小乞丐謙虛地擺擺手:“君子動口不動手。”
“動腳就行!”程英一聳肩,招呼道:“來來,給小……兄弟讓個空擋出來。”他本想直接說小米的名字的,不過害怕報複,頓了一下便隱去了小米的名字。
小米也不推辭,爬起來照著什長腹部就是一腳狠狠踹了下去,這一腳凝聚了他早上兩個包子三根油條的全部能量以及起床氣,被踹的怨氣,更有丐幫捉蛇打狗諸般武藝的精華,一腳下去竟踹得痙攣求饒的什長沒了動靜。
小乞丐忙低下身去抓了什長手腕按脈搏,半晌之後長歎一氣站了起來,“暈過去了,真不禁揍,給他送回大營吧。”
另一邊,段二狗啪地跳了起來,拍拍身上灰塵不滿地對劉進喜抱怨道:“你們來得也太慢了,我都快被踢個半死,哎哎哎,你們怎麼回來了,人呢?”後半句卻是對剛剛走回來的二熊兄弟說的。
熊仁滿不在乎地說:“送給你手下修理去了。”
段二狗滿麵疑惑,捕快們卻不管他了,將圍觀的人哄散之後劉進喜一本正經地說道:“以後這種惡人別找我們來做了,影響不好。”
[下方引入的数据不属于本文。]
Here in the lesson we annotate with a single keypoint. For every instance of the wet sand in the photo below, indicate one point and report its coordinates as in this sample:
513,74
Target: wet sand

段二狗幹笑兩聲,心中不滿,正要詢問這個影響不好是對人民群眾影響不好,還是他們跟城防營之間關係影響不好,背後卻滴滴答答地傳來一陣竹竿敲在地上的聲音,段二狗趕忙轉身讓開,隻見一個蓬亂著蒼白頭發的瞎眼老婦人一隻手握著一根竹竿在地麵上敲著探路,一手抓著幾個皮已經微微幹硬的包子走了過來,小棚屋門邊小順兒姐姐抱著孩子擔憂地看著瞎眼老娘。